Community gardens are increasingly popular, judging from the phone calls to the American Community Gardening Association, says Vicki Garrett, projects coordinator for the nonprofit organization in Columbus, Ohio.
"I get people living in trendy areas of town, and I get people who don't even have a computer who want to learn how to do a community garden," Garrett said. "And I get people who want to do church gardens to donate to food banks and the homeless."
The 2-year-old Overtown Community Garden at Northwest Third Avenue and Ninth Street in Miami is funded with a $100,000 grant from the city's Southeast Overtown/Park West and Omni Community Redevelopment Agencies. Part of it grows on land once occupied by an apartment building and is now overseen by Roots in the City, a nonprofit program started by Marvin Dunn, historian and retired Florida International University professor. Volunteers and paid Overtown residents care for the garden, which takes up most of a city block, Dunn said.
"The first year, we planted a little of everything," Dunn said. "The most popular was collard greens. So, this year, it's all Georgia collard greens with decorative plants around the edge."
FIGURING THE COST
In the late 1970s, when growing veggies was last popular, the University of Florida studied a Homestead vegetable garden, calculating the cost of the garden and the retail value of the produce.

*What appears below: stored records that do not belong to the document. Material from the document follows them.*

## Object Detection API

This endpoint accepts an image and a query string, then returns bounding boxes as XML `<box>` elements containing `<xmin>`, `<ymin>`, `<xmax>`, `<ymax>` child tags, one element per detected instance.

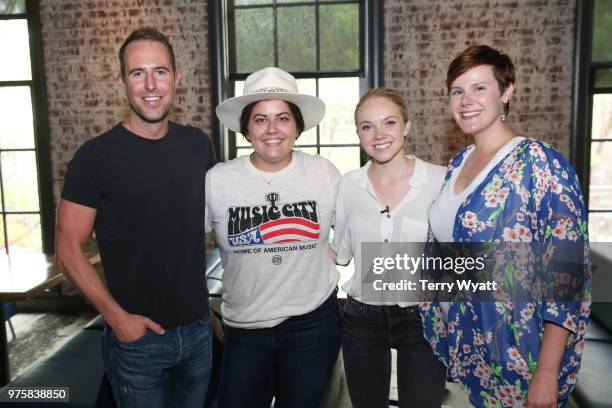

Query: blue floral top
<box><xmin>421</xmin><ymin>139</ymin><xmax>590</xmax><ymax>407</ymax></box>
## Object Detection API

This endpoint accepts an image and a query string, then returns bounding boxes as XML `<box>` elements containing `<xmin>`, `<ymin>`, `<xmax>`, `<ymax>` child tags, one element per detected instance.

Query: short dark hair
<box><xmin>119</xmin><ymin>27</ymin><xmax>176</xmax><ymax>78</ymax></box>
<box><xmin>240</xmin><ymin>101</ymin><xmax>304</xmax><ymax>141</ymax></box>
<box><xmin>446</xmin><ymin>45</ymin><xmax>516</xmax><ymax>93</ymax></box>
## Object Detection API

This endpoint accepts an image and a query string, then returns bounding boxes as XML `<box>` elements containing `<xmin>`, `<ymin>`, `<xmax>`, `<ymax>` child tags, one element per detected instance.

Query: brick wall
<box><xmin>384</xmin><ymin>0</ymin><xmax>576</xmax><ymax>164</ymax></box>
<box><xmin>40</xmin><ymin>0</ymin><xmax>211</xmax><ymax>199</ymax></box>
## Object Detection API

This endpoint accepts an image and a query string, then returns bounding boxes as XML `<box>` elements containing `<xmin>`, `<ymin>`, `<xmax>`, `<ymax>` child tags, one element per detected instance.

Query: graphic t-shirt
<box><xmin>206</xmin><ymin>151</ymin><xmax>340</xmax><ymax>328</ymax></box>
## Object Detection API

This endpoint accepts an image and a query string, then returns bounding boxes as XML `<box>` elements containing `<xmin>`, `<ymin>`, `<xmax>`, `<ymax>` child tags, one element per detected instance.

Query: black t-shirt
<box><xmin>62</xmin><ymin>123</ymin><xmax>215</xmax><ymax>328</ymax></box>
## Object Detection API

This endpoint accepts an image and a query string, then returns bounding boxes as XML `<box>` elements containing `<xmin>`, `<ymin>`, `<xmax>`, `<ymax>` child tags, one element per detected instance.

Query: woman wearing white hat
<box><xmin>206</xmin><ymin>67</ymin><xmax>340</xmax><ymax>408</ymax></box>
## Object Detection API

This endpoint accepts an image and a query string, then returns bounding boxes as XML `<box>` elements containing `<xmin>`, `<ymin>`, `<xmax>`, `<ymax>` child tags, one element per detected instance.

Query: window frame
<box><xmin>209</xmin><ymin>0</ymin><xmax>384</xmax><ymax>165</ymax></box>
<box><xmin>0</xmin><ymin>0</ymin><xmax>55</xmax><ymax>254</ymax></box>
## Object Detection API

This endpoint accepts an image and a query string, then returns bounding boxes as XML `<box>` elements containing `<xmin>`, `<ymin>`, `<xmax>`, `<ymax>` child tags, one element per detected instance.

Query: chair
<box><xmin>4</xmin><ymin>302</ymin><xmax>17</xmax><ymax>338</ymax></box>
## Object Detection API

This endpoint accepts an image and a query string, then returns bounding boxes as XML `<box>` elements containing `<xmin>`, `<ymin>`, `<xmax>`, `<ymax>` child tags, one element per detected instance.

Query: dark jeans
<box><xmin>219</xmin><ymin>291</ymin><xmax>340</xmax><ymax>408</ymax></box>
<box><xmin>102</xmin><ymin>312</ymin><xmax>211</xmax><ymax>408</ymax></box>
<box><xmin>342</xmin><ymin>297</ymin><xmax>446</xmax><ymax>408</ymax></box>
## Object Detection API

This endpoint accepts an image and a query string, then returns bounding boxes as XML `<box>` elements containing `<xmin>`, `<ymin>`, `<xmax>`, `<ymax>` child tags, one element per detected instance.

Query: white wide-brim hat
<box><xmin>215</xmin><ymin>67</ymin><xmax>325</xmax><ymax>133</ymax></box>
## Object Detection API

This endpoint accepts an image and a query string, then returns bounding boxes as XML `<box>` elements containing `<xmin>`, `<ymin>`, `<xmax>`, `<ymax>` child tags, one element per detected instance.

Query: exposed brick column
<box><xmin>384</xmin><ymin>0</ymin><xmax>576</xmax><ymax>164</ymax></box>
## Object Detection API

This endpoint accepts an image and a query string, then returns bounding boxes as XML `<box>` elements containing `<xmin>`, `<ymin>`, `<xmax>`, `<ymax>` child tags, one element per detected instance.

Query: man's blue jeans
<box><xmin>219</xmin><ymin>291</ymin><xmax>340</xmax><ymax>408</ymax></box>
<box><xmin>102</xmin><ymin>312</ymin><xmax>211</xmax><ymax>408</ymax></box>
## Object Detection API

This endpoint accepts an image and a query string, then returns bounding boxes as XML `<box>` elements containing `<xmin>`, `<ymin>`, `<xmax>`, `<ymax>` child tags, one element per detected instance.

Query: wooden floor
<box><xmin>7</xmin><ymin>312</ymin><xmax>471</xmax><ymax>408</ymax></box>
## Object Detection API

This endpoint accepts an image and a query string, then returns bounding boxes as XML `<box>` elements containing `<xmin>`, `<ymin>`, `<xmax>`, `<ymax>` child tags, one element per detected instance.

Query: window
<box><xmin>0</xmin><ymin>0</ymin><xmax>53</xmax><ymax>253</ymax></box>
<box><xmin>211</xmin><ymin>0</ymin><xmax>382</xmax><ymax>173</ymax></box>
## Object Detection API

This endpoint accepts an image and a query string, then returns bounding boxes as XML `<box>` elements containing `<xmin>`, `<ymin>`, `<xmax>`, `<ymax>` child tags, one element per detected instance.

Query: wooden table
<box><xmin>0</xmin><ymin>253</ymin><xmax>100</xmax><ymax>387</ymax></box>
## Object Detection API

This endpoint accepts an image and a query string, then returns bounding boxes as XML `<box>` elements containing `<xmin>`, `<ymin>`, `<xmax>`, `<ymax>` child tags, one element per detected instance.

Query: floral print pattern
<box><xmin>420</xmin><ymin>139</ymin><xmax>590</xmax><ymax>408</ymax></box>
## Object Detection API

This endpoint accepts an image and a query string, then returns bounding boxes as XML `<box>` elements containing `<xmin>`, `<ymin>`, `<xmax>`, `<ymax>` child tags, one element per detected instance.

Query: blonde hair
<box><xmin>354</xmin><ymin>86</ymin><xmax>410</xmax><ymax>126</ymax></box>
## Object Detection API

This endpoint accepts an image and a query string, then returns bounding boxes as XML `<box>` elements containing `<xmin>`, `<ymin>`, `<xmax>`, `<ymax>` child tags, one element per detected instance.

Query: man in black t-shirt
<box><xmin>56</xmin><ymin>28</ymin><xmax>215</xmax><ymax>408</ymax></box>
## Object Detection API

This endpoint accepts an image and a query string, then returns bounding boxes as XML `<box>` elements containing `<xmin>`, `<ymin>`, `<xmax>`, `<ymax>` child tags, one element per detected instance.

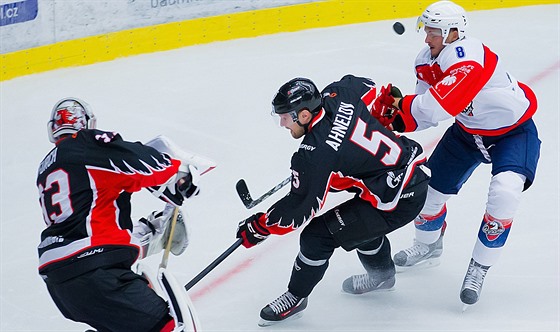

More than 800 pounds of produce with a retail value of $495.70 was harvested over the season from a 20-foot by 30-foot raised bed. The cost of materials -- concrete blocks, irrigation lines, pesticides and hardware -- was $339.65.
However, if depreciated over a five-year period, the garden's cost would be reduced to $95.60.
To help cut 2009 costs, Hunsberger, the horticulture agent, suggests going to Rinker Materials, "where you can get damaged blocks for next to nothing. Or use limestone rocks or recycled lumber. You can make it so that you're spending zero dollars, other than for the seed."